Das Schwarzpulver war zwar bereits erfunden, das alte Luntenschloss aber noch lange nicht durchs Steinschloss mit Schnapphahn ersetzt, als man auf der Basler Schützenmatte das für jeden Schützen – nebst dem Gewehr – wohl Wichtigste erfand: nämlich das dazugehörende Haus der Geselligkeit.
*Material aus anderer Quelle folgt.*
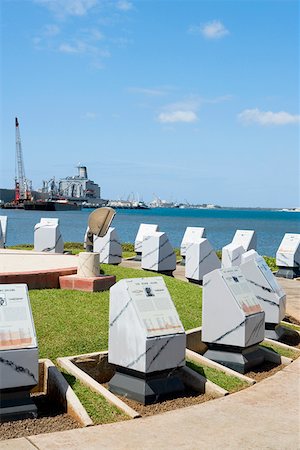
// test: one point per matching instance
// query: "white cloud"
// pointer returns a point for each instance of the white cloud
(90, 115)
(266, 118)
(178, 116)
(124, 5)
(63, 8)
(51, 30)
(210, 30)
(81, 47)
(151, 92)
(187, 109)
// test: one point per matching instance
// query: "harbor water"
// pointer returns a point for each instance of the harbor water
(220, 224)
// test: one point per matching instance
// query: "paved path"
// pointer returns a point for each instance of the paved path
(291, 287)
(264, 416)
So wurde anno 1561 der Grundstein zu jenem Ort gelegt, an dem die wackeren Schützen zur Abwechslung mal statt Schwarzpulver in den Lauf (man lud damals die Flinten noch auf diese Art) auch Tranksame in die Kehle rieseln liessen und statt Bleikugeln in den Lauf sich Leckerbissen in den Mund stopften. Und zwar nicht bloss Schützenwürste. Der gastronomische Tipp hat sich über viele Generationen hinweg vererbt.
Zwar erlebte die Begegnungsstätte im Laufe der Jahrhunderte auch manch stürmische Zeit, wurde öfters zweckentfremdet. So diente sie z.B. anlässlich der Überschwemmungen der Birsig als Ersatzlager des Städtischen Kaufhauses, wurde zur Zeit der Französischen Revolution als Truppenunterkunft benutzt und beherbergte später gar mal eine Reitanstalt. Wobei die traditionsreiche Institution im einen oder im andern Fall ihrer gastronomischen Berufung mit Sicherheit dennoch nachgekommen ist. Wiederauferstanden tut sie dies jedenfalls heute von neuem. Und wie! Wer Lust hat schmökert hier ein bisschen in der bewegten Geschichte. In Vorfreude auf die modernen Genüsse, die sich ihm an dieser Stätte bald eröffnen…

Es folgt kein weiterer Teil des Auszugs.